Son Brull sits a couple of kilometres out of Pollença, on 32 hectares of vineyard and old olive, an orchard behind. The Jesuits built it as a working farm and gave it, so the story goes, as many windows and doors as there are days in the year. The present owners left the stone alone and stripped the inside back to something cool and close to monastic: pale walls, dark wood, long silences. The Serra de Tramuntana closes the view on one side, the sea is six kilometres the other way, and the place seems to have decided, firmly, to be quiet.
The restaurant borrows that farm legend for its name and calls itself 365. Andreu Segura cooks it, and he cooks close to the ground: the estate's own oil, fruit off the orchard, wine from the slope, whatever the day happens to send. It is precise without being fussy, and Mallorcan before it is anything else. A more relaxed bistro takes lunch and the hours in between. Breakfast, on the terrace under the pines, is the meal people tend to remember.

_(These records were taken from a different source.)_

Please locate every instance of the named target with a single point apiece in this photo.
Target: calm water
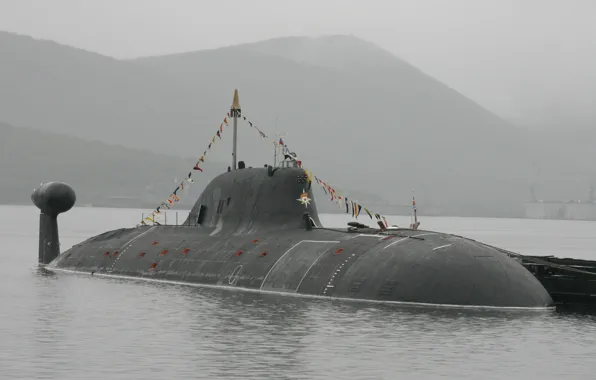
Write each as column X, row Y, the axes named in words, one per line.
column 82, row 327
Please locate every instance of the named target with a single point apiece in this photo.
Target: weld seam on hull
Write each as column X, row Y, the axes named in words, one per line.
column 288, row 251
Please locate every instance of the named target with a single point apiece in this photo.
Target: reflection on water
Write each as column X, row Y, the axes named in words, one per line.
column 84, row 327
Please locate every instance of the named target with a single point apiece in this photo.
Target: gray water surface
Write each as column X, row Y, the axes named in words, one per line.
column 81, row 327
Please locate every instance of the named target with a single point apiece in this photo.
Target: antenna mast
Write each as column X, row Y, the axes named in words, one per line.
column 235, row 112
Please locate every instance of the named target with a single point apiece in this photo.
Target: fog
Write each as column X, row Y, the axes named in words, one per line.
column 531, row 61
column 472, row 103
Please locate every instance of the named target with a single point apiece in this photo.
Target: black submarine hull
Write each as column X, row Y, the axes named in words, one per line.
column 248, row 230
column 421, row 267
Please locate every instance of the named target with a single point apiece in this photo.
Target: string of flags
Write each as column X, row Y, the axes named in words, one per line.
column 351, row 206
column 173, row 198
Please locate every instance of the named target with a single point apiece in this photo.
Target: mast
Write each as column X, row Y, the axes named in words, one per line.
column 235, row 113
column 415, row 223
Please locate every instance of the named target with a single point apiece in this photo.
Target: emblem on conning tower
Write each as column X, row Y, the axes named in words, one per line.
column 304, row 199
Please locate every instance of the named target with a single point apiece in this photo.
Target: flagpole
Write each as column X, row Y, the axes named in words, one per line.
column 235, row 112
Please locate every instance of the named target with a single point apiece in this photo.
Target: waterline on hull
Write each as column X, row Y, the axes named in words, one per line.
column 303, row 295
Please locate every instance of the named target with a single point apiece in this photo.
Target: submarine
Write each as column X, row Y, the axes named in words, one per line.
column 258, row 229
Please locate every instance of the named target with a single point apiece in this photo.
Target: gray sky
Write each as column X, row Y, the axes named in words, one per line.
column 523, row 59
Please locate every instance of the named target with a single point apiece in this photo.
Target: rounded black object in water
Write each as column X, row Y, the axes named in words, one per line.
column 54, row 198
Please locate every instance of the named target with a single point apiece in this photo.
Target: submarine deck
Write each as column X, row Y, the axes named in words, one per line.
column 411, row 266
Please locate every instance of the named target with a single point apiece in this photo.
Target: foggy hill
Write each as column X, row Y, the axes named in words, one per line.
column 101, row 174
column 359, row 117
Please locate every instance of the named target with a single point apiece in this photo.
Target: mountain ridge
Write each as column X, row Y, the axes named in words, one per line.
column 359, row 127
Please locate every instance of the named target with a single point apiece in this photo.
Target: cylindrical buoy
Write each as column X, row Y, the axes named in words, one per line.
column 52, row 198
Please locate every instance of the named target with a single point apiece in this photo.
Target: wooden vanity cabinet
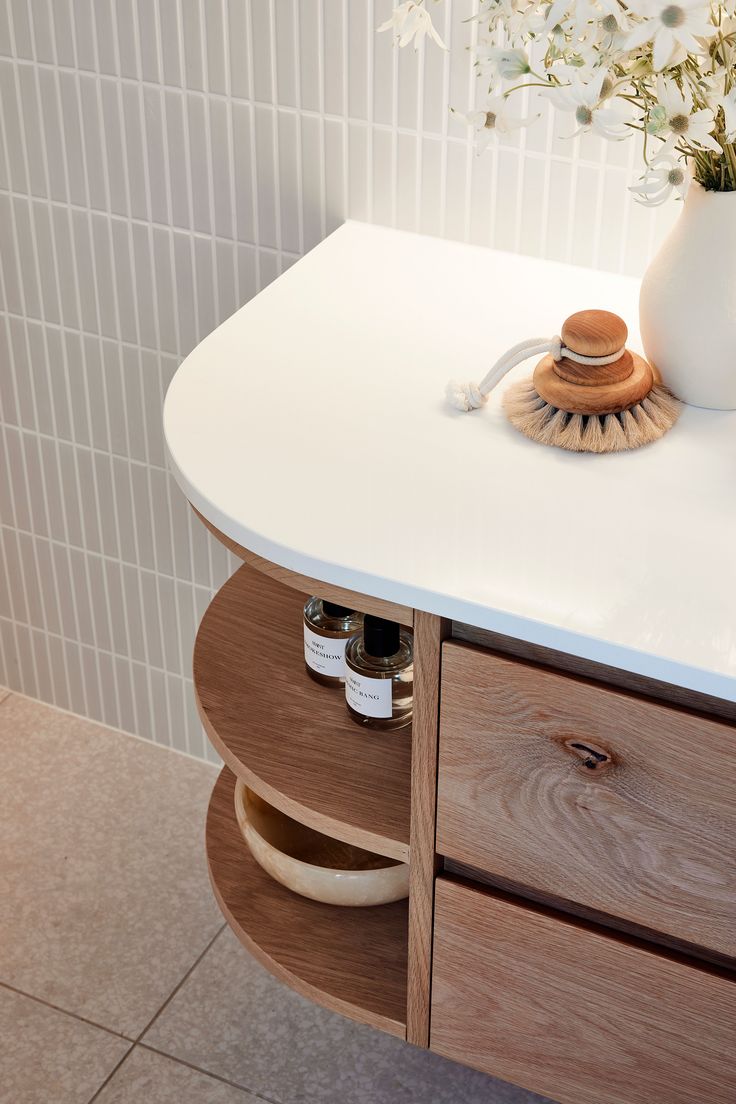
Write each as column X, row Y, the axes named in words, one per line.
column 547, row 819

We like a hotel that knows what it is. Son Brull is a farm that feeds its guests, dressed with a light contemporary hand and otherwise left unbothered. There is a spa with an indoor pool for the grey days and an outdoor one set among the vines, a Relais & Châteaux badge that here reads as restraint rather than gilt, and Pollença with its Sunday market a short drive off. Come for the cooking and the quiet. The rest of Mallorca can wait.